Bacterial infection leads to recall of cadaver transplant tissue

? A Minnesota patient apparently was infected with an unusual germ from cadaver tissue used during routine knee surgery – a discovery that has led the nation’s largest tissue bank to ask 750 hospitals around the country to return 2,400 tendons and other body parts as a precaution.

A hospital reported the bacterial infection in September to the Centers for Disease Control and Prevention, which launched an intense, nationwide effort to search for more cases.

None have been found, but the incident shows the dangers that patients face when receiving such tissue and how dependent they are on the companies supplying it to ensure its safety.

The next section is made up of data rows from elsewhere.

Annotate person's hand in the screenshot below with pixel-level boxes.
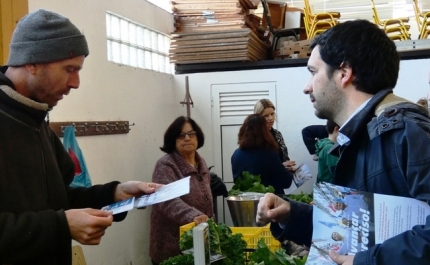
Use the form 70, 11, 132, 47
193, 214, 209, 225
282, 160, 296, 172
64, 208, 113, 245
255, 193, 291, 226
329, 251, 354, 265
114, 181, 163, 202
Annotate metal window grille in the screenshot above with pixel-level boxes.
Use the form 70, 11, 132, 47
106, 12, 174, 74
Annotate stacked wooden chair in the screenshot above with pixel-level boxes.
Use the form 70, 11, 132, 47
413, 0, 430, 39
371, 0, 411, 40
303, 0, 340, 39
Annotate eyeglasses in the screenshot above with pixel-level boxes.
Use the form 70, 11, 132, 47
178, 131, 197, 139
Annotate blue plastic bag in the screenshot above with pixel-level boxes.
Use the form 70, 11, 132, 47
63, 126, 92, 188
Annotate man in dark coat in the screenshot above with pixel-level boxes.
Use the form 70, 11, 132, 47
0, 9, 160, 265
256, 20, 430, 265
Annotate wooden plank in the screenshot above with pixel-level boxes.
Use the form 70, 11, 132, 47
171, 0, 239, 5
175, 17, 245, 25
174, 8, 244, 16
171, 28, 251, 39
169, 43, 248, 52
169, 41, 249, 49
175, 14, 246, 22
170, 49, 248, 60
176, 25, 249, 32
170, 37, 249, 45
173, 2, 242, 10
176, 57, 252, 64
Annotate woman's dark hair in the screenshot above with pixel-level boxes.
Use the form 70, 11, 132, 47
160, 116, 205, 154
237, 114, 279, 152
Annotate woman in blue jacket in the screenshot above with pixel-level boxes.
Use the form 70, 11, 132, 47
231, 114, 293, 194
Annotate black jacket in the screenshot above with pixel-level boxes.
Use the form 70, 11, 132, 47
0, 69, 125, 265
272, 90, 430, 265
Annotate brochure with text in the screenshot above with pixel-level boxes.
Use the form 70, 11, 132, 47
306, 183, 430, 265
102, 176, 190, 214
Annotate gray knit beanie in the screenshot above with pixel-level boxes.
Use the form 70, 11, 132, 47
7, 9, 89, 66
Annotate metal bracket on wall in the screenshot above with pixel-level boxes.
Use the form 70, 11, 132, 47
49, 121, 134, 137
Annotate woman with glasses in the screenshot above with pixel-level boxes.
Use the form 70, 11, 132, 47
149, 116, 214, 265
254, 99, 296, 171
231, 114, 293, 194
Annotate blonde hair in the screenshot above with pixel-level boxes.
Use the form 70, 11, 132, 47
254, 98, 276, 115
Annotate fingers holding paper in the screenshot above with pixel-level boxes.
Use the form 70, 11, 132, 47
65, 208, 113, 245
256, 193, 291, 226
115, 181, 163, 202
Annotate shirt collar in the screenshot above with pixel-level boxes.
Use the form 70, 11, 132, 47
336, 98, 371, 146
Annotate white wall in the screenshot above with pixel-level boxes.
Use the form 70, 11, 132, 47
29, 0, 176, 265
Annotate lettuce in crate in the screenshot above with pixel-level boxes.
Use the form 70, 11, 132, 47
228, 171, 275, 196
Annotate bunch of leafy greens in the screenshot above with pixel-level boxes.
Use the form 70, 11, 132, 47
160, 219, 246, 265
285, 191, 314, 203
228, 171, 275, 196
248, 238, 306, 265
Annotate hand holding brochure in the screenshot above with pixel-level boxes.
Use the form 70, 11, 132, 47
306, 183, 430, 265
102, 176, 190, 214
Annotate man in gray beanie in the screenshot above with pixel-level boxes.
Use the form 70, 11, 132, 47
0, 10, 160, 265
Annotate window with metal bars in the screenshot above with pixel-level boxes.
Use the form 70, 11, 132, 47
106, 12, 173, 74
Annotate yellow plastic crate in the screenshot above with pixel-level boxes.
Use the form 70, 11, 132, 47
179, 222, 281, 252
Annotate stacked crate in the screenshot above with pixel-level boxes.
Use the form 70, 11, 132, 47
170, 0, 270, 64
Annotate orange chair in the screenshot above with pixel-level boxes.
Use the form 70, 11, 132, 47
371, 0, 411, 40
413, 0, 430, 39
304, 0, 340, 39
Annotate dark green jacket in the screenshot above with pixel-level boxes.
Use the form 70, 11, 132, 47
315, 138, 339, 183
0, 68, 124, 265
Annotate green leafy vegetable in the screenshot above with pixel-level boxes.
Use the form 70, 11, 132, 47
160, 219, 246, 265
228, 171, 275, 196
160, 253, 194, 265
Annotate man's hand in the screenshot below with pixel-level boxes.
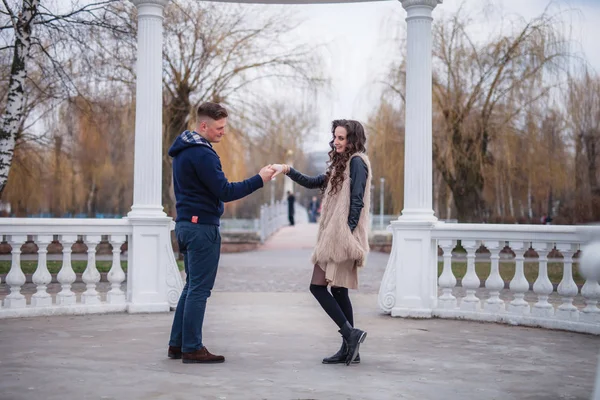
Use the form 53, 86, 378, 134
258, 164, 275, 183
271, 164, 290, 178
271, 164, 283, 178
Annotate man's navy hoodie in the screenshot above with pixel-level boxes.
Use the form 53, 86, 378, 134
169, 131, 263, 225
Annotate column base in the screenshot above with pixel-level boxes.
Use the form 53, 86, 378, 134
127, 205, 167, 218
379, 217, 437, 318
127, 302, 171, 314
391, 307, 433, 319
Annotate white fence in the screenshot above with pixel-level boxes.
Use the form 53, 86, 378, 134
379, 222, 600, 334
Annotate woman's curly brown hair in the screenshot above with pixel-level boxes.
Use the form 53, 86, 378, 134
321, 119, 367, 195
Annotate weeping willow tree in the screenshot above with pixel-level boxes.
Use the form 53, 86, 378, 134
366, 98, 405, 215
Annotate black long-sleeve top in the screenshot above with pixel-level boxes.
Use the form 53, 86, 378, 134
288, 157, 369, 232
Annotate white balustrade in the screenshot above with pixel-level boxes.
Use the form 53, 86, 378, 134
556, 244, 579, 321
426, 222, 600, 334
4, 235, 27, 308
106, 235, 126, 304
508, 241, 531, 314
31, 235, 52, 307
531, 242, 554, 318
81, 235, 101, 304
460, 240, 481, 311
257, 200, 290, 242
483, 240, 505, 313
0, 218, 176, 318
56, 235, 77, 306
438, 240, 456, 309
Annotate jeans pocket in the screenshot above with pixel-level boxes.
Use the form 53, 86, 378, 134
204, 225, 221, 244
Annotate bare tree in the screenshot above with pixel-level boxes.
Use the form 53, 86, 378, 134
567, 69, 600, 221
433, 7, 567, 221
0, 0, 123, 196
157, 0, 324, 216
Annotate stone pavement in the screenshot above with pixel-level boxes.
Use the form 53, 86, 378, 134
0, 225, 600, 400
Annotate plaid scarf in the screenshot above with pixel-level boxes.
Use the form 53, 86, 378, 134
179, 131, 212, 148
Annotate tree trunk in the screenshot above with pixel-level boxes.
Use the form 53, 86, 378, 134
573, 134, 590, 223
0, 0, 39, 198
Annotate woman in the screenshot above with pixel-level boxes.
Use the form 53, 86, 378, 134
272, 120, 371, 365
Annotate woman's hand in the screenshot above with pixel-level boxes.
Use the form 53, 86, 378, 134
271, 164, 290, 178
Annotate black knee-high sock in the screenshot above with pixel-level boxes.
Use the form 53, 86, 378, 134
310, 284, 348, 329
331, 287, 354, 326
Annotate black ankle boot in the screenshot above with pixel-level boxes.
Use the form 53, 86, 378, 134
323, 338, 360, 364
340, 321, 367, 365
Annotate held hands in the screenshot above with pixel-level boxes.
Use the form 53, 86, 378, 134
258, 164, 275, 182
271, 164, 290, 178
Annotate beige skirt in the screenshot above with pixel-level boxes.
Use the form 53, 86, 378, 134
317, 260, 358, 289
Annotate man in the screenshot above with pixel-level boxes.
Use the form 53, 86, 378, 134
288, 190, 296, 226
168, 103, 274, 363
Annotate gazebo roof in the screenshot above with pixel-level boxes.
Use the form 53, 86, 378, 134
208, 0, 390, 5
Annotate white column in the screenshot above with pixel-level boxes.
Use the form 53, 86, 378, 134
379, 0, 442, 318
127, 0, 183, 313
129, 0, 168, 217
400, 0, 442, 221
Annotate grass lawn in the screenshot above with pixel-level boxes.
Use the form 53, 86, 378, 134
0, 260, 120, 274
0, 260, 585, 285
438, 262, 585, 285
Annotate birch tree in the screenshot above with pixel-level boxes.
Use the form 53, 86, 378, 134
0, 0, 123, 197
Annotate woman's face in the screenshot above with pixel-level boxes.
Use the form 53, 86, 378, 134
333, 126, 348, 154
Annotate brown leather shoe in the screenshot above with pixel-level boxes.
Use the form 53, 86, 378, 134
181, 346, 225, 364
167, 346, 181, 360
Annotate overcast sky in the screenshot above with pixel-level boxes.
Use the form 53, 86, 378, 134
276, 0, 600, 150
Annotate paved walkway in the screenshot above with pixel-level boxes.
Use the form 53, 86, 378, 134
0, 225, 600, 400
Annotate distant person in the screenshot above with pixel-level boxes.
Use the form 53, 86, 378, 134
288, 190, 296, 226
166, 103, 275, 364
308, 196, 319, 223
272, 120, 371, 365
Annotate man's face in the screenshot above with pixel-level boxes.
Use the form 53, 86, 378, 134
198, 118, 227, 143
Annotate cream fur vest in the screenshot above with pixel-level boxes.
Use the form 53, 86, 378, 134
311, 153, 371, 267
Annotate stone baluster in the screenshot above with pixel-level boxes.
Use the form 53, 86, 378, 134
438, 239, 456, 309
578, 241, 600, 324
4, 235, 27, 308
556, 243, 579, 321
508, 242, 531, 315
460, 240, 481, 311
81, 235, 101, 304
260, 204, 266, 243
56, 235, 77, 306
531, 242, 554, 318
579, 279, 600, 324
483, 241, 506, 313
31, 235, 52, 307
106, 235, 126, 304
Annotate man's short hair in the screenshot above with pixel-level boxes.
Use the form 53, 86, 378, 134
196, 102, 228, 121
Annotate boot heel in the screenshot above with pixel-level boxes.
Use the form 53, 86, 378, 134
358, 332, 367, 343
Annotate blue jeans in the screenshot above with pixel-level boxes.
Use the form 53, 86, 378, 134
169, 221, 221, 353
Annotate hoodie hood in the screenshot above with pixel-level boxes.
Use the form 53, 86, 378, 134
169, 131, 212, 157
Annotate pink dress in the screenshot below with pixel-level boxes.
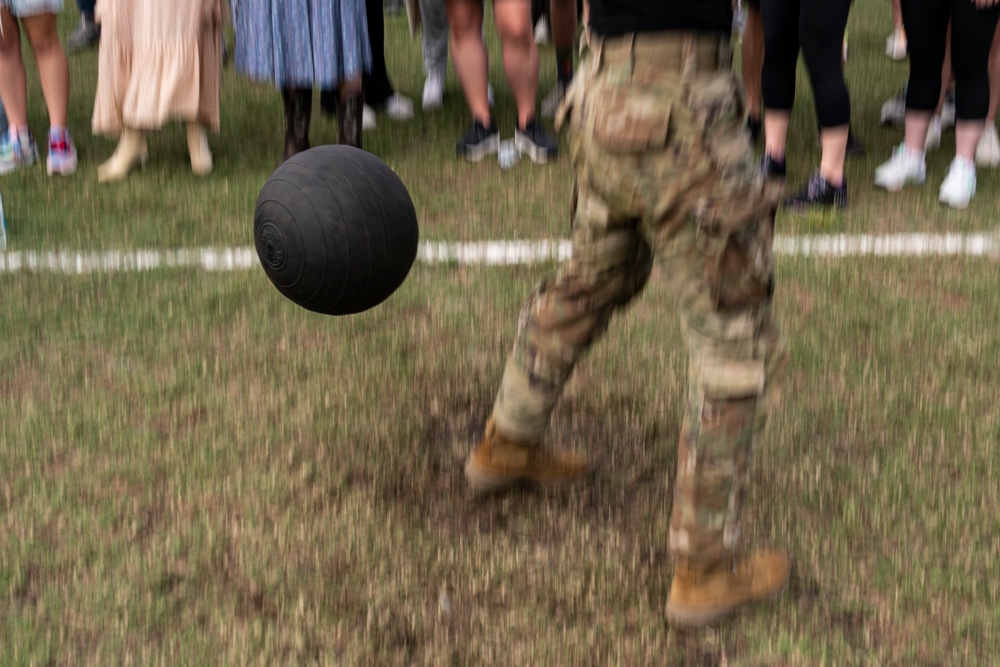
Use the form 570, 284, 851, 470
92, 0, 224, 136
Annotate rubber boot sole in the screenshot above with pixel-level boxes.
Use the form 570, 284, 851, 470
667, 571, 791, 628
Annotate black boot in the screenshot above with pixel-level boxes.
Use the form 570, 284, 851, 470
281, 88, 312, 160
337, 93, 365, 148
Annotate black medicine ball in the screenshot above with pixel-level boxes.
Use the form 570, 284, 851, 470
254, 146, 419, 315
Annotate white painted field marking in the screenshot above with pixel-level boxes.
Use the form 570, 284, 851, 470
0, 233, 1000, 274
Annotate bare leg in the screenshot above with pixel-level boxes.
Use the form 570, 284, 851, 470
742, 5, 764, 123
903, 109, 931, 153
445, 0, 490, 127
493, 0, 538, 128
0, 7, 28, 129
21, 14, 69, 127
764, 109, 789, 162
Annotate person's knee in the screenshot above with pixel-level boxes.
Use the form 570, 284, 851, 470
28, 26, 62, 57
494, 1, 535, 49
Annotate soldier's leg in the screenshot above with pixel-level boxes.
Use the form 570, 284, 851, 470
666, 216, 790, 626
466, 183, 652, 490
493, 183, 652, 442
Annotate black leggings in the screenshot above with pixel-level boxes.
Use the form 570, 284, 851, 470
900, 0, 1000, 120
760, 0, 852, 127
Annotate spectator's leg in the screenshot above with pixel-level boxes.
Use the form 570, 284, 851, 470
493, 0, 538, 128
420, 0, 448, 111
0, 7, 28, 129
21, 14, 69, 127
760, 0, 799, 163
799, 0, 851, 187
445, 0, 492, 127
363, 0, 396, 107
742, 4, 764, 139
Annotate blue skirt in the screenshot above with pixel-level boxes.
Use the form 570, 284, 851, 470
230, 0, 372, 90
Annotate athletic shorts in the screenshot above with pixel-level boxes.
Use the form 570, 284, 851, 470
0, 0, 63, 17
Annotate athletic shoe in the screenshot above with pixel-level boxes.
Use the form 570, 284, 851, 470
879, 86, 906, 125
785, 170, 847, 209
46, 127, 76, 176
382, 93, 413, 120
976, 123, 1000, 167
455, 120, 500, 162
542, 81, 568, 118
875, 144, 927, 192
421, 70, 445, 111
757, 153, 786, 179
924, 116, 941, 153
885, 26, 906, 60
0, 127, 38, 174
938, 157, 976, 208
514, 120, 559, 164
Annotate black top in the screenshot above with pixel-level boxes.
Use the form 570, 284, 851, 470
590, 0, 733, 35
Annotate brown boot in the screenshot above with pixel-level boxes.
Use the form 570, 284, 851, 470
667, 551, 792, 628
281, 88, 312, 160
465, 418, 590, 491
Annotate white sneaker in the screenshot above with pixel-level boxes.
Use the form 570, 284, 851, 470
421, 70, 444, 111
885, 26, 906, 60
938, 157, 976, 208
361, 104, 377, 132
976, 123, 1000, 167
875, 144, 927, 192
924, 116, 941, 153
385, 93, 413, 120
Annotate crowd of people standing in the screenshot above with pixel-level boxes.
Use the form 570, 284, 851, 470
0, 0, 1000, 213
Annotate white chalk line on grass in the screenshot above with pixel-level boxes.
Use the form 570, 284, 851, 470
0, 234, 1000, 274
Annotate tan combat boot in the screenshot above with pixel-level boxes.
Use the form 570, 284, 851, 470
667, 551, 792, 628
465, 417, 590, 492
97, 127, 149, 183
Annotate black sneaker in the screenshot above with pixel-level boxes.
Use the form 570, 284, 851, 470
455, 120, 500, 162
847, 128, 865, 155
785, 171, 847, 209
514, 120, 559, 164
757, 153, 785, 178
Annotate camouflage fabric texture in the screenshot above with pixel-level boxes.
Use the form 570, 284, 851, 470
493, 32, 787, 563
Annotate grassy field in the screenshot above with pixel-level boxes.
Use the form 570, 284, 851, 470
0, 0, 1000, 667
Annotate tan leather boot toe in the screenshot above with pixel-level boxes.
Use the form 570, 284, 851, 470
667, 550, 792, 628
465, 419, 590, 492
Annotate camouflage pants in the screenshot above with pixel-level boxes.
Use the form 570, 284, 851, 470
494, 32, 787, 562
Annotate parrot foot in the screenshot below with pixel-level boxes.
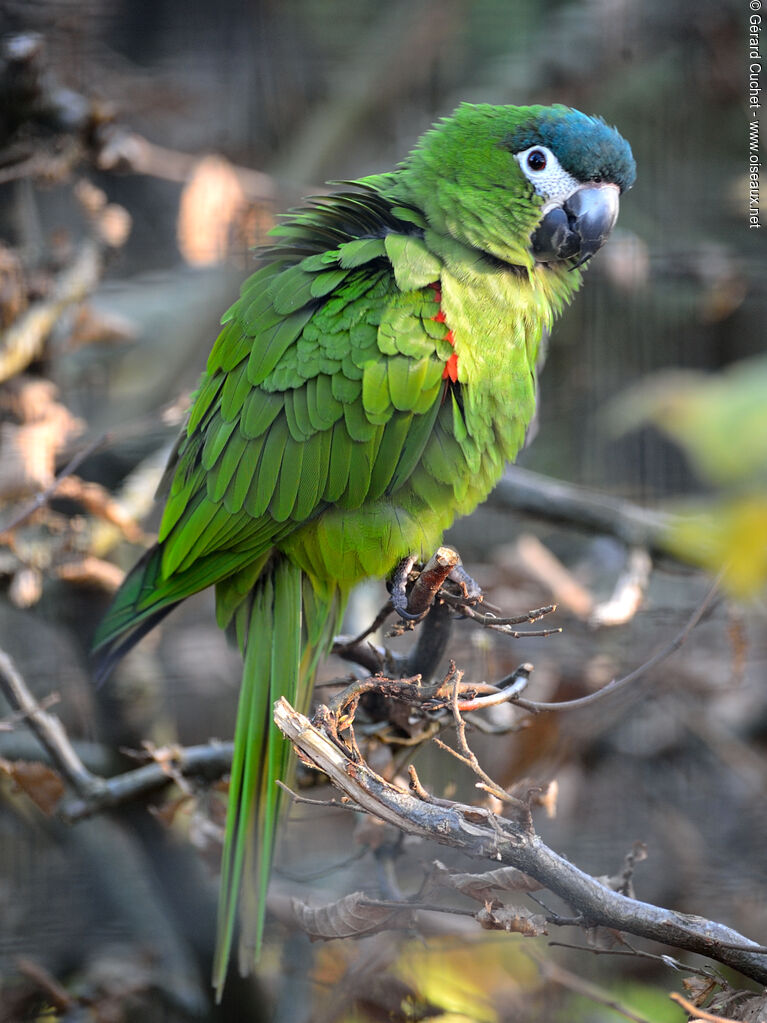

Two scandals involving tissue suppliers have occurred in the last year, and the Food and Drug Administration has formed a task force to look for regulatory gaps that threaten safety.

The new case involves a company that many health officials and tissue company executives regard as an industry leader and standard-bearer: Musculoskeletal Transplant Foundation, or MTF, of Edison, N.J. In more than 20 years of supplying 2.7 million pieces of bone, skin and other tissues, this is the company’s first reported infection, said a spokeswoman, Cindy Gordon.

In September, the CDC notified the company that an unusual infection had been reported in a Minnesota patient. Fluid from the patient’s knee joint grew Chryseobacterium meningosepticum – a germ never previously linked to tissue or organ transplants.

The patient made a full recovery after antibiotic treatment.

Cadaver tissue is used in more than a million medical procedures each year in the United States, especially knee and back surgeries.